At a school reunion several years ago, a Langston man who later worked at Hot Springs High called by name a notorious Mafia figure who, while in town, heard about Mitchell and wanted to see him play. Moreover, the Langston man said, it was not uncommon for one or two of the team's star players to be treated to a new set of clothes at a store on Central Avenue. This individual did not live to see Mitchell play in the pros, being gunned down in 1957 while relaxing in a barber's chair in Midtown Manhattan.

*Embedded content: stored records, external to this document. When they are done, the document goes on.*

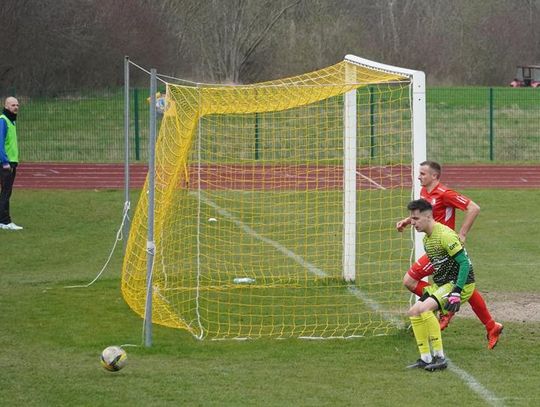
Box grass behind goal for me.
[0,189,540,407]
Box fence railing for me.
[4,87,540,164]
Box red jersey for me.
[420,182,471,230]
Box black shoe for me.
[424,356,448,372]
[407,359,428,369]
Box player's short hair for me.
[407,199,433,212]
[420,160,442,178]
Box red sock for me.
[413,280,429,297]
[469,290,495,330]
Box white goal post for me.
[343,55,426,281]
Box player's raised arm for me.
[459,201,480,243]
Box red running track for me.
[15,163,540,190]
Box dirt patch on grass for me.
[459,292,540,322]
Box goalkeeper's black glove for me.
[444,286,461,312]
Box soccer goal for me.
[122,55,425,339]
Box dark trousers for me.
[0,163,17,225]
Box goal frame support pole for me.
[144,68,157,347]
[122,55,131,254]
[343,55,426,282]
[343,69,357,282]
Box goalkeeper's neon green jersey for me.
[424,222,474,286]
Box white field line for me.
[448,359,504,407]
[190,192,504,407]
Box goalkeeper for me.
[407,199,475,371]
[396,161,503,349]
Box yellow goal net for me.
[121,56,425,339]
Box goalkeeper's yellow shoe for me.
[407,359,429,369]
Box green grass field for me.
[0,190,540,406]
[17,84,540,164]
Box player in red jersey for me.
[396,161,503,349]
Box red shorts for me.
[407,254,433,281]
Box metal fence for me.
[2,87,540,164]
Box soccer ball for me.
[101,346,127,372]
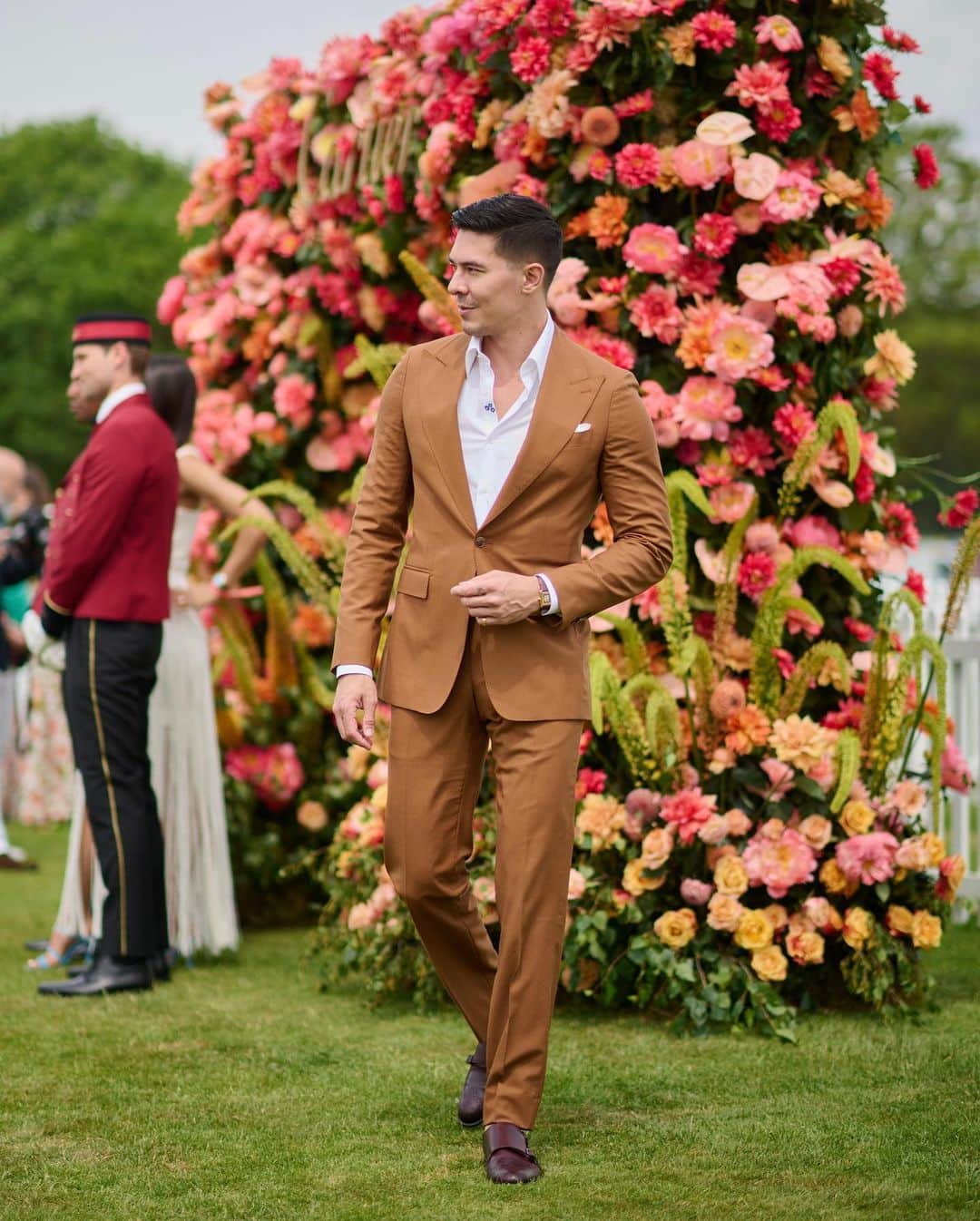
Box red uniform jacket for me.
[34,395,177,631]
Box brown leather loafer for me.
[483,1123,544,1183]
[456,1042,486,1128]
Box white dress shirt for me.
[95,382,147,424]
[336,314,558,679]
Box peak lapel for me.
[419,336,476,532]
[483,331,603,525]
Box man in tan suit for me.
[332,195,671,1183]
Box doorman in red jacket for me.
[35,314,177,996]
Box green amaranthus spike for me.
[600,610,650,678]
[343,335,408,389]
[779,640,850,717]
[398,250,463,331]
[779,398,861,522]
[219,516,330,606]
[829,729,861,815]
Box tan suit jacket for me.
[331,331,671,720]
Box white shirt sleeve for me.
[534,572,561,610]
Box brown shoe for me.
[456,1042,486,1128]
[483,1123,544,1183]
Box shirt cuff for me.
[334,666,374,679]
[534,572,561,614]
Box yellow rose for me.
[817,34,854,84]
[820,857,857,895]
[751,945,787,981]
[786,928,825,967]
[708,894,744,933]
[840,801,875,835]
[715,856,749,897]
[912,911,942,950]
[653,907,698,950]
[622,856,667,896]
[734,910,772,950]
[919,832,946,869]
[843,907,871,950]
[885,904,912,936]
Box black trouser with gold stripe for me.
[64,619,167,959]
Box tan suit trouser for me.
[385,624,582,1128]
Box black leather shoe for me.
[456,1042,486,1128]
[38,957,152,996]
[483,1123,544,1183]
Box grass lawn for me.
[0,826,980,1221]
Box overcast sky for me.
[0,0,980,161]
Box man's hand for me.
[450,571,540,628]
[334,674,377,749]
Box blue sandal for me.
[27,936,92,971]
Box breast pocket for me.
[398,564,431,599]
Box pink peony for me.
[623,225,687,276]
[671,139,730,190]
[681,878,715,907]
[660,785,717,844]
[835,832,898,886]
[741,819,817,899]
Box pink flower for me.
[705,310,773,382]
[755,15,803,52]
[708,483,755,523]
[616,144,660,187]
[694,212,738,259]
[660,785,719,844]
[762,170,822,225]
[835,832,898,886]
[272,374,317,428]
[681,878,715,907]
[674,376,741,441]
[623,225,687,276]
[741,819,817,899]
[691,8,738,52]
[941,734,973,793]
[671,141,730,190]
[630,285,684,343]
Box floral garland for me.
[160,0,980,1037]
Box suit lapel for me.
[481,331,603,525]
[419,336,476,532]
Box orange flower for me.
[582,106,620,148]
[289,602,336,649]
[589,195,630,250]
[725,703,772,755]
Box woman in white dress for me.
[28,357,272,970]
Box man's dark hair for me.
[452,195,562,292]
[147,356,198,448]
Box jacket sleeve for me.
[44,430,145,626]
[330,356,412,670]
[544,374,673,626]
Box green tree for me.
[884,124,980,485]
[0,119,188,480]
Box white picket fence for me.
[896,540,980,920]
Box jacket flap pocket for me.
[398,565,429,599]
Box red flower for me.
[691,10,738,52]
[912,144,942,190]
[936,487,980,530]
[881,25,921,52]
[738,551,776,602]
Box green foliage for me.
[0,119,188,481]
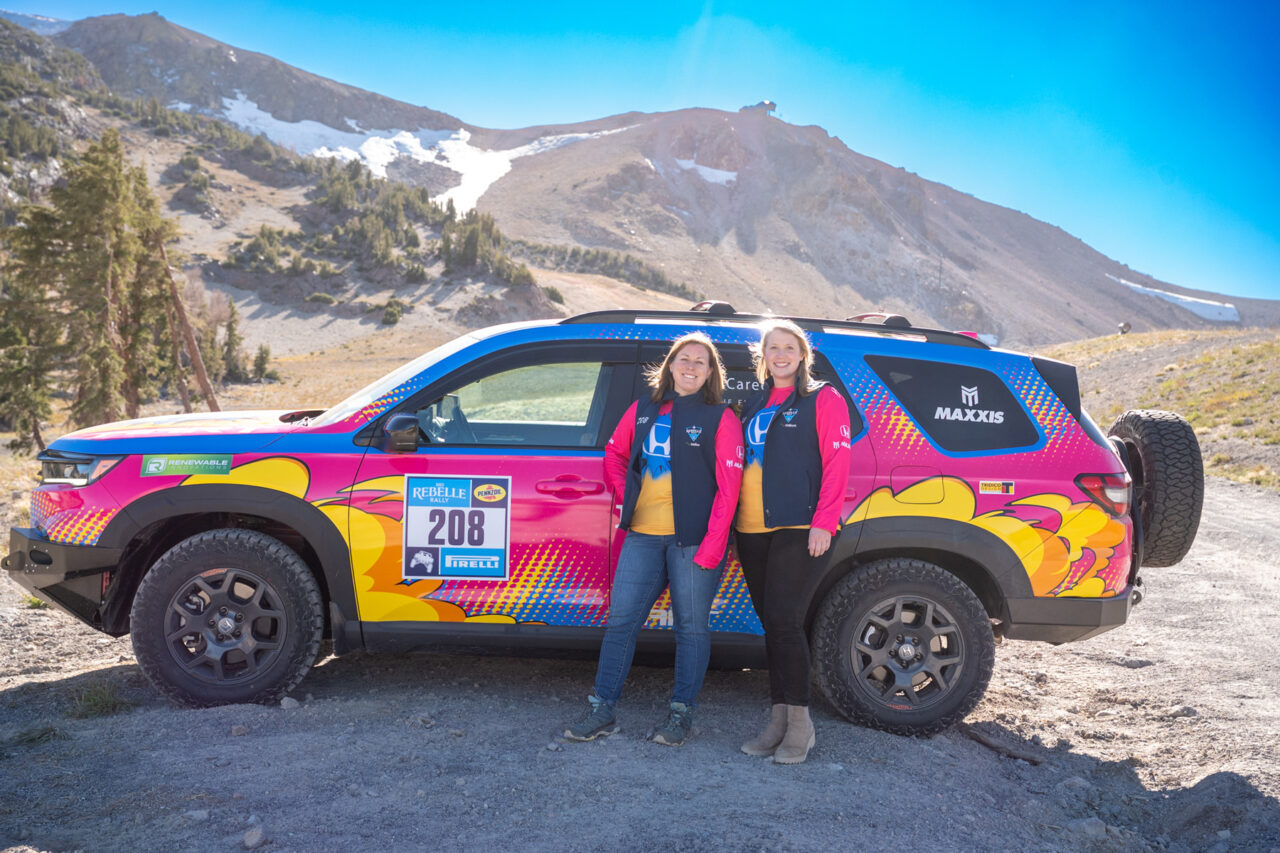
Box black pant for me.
[737,528,836,706]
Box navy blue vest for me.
[742,379,826,528]
[618,393,726,546]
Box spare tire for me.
[1107,410,1204,567]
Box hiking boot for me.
[653,702,694,747]
[564,695,618,740]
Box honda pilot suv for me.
[3,304,1203,734]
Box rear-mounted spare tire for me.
[1107,410,1204,567]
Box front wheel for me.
[129,529,324,707]
[813,558,996,735]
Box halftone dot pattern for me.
[644,589,672,630]
[644,560,764,634]
[996,364,1092,464]
[343,377,414,427]
[31,489,59,534]
[712,560,764,634]
[46,508,118,544]
[580,323,760,343]
[841,369,937,460]
[428,539,608,626]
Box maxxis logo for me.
[933,386,1005,424]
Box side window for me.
[416,361,616,447]
[867,355,1041,452]
[719,343,764,411]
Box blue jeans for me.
[595,533,724,707]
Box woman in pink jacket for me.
[735,320,851,765]
[564,332,742,745]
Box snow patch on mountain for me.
[213,92,629,211]
[676,159,737,187]
[1106,273,1240,323]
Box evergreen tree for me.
[223,297,249,382]
[0,128,202,450]
[0,212,59,452]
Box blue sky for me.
[22,0,1280,298]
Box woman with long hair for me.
[564,332,742,745]
[735,320,850,765]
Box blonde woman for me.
[564,332,742,747]
[735,320,850,765]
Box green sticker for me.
[142,453,232,476]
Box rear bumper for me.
[1005,587,1137,644]
[0,528,124,628]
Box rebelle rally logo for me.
[933,386,1005,424]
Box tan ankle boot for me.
[742,704,787,756]
[773,704,814,765]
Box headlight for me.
[36,451,123,485]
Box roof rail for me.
[559,301,991,350]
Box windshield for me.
[311,333,480,427]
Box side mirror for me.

I had lunch with Mitchell and his wife, Gwen, in 1997 before his induction to the Arkansas Walk of Fame in downtown Hot Springs. He did not deflect any questions about Jim Brown, his most celebrated teammate, but neither did he dish any dirt about Brown, a controversial figure then and now. Decades after they played together in Cleveland, Mitchell mentioned with reverence the name of Brown, who in February turned 84.

"I was fortunate to be in the backfield with the great Jim Brown," Mitchell said in his Hall of Fame speech in 1983. "My first four years therefore was very easy because it was Jim Brown up the middle, Jim Brown to the left, Jim Brown to the right and, occasionally, a pitchout to Bobby Mitchell."

Brown knew better, that nothing ever came easy for the man from Arkansas.

"Bobby was an individual ... thrown into the arena of being a victim for no reason," Brown said in a 2015 episode of Showtime's "60 Minutes Sports." "He had to suffer for being black more than any person I know that played football at the time I played. With that kind of ability, if he were white, everybody on this earth would know who he was."

We met again several years ago when Mitchell came home to receive an honor at Hot Springs High. If you only know of him as No. 49 in some old highlight reels, well and good. On or off the field, Robert Cornelius Mitchell was as good as advertised. We are blessed that he called Hot Springs home.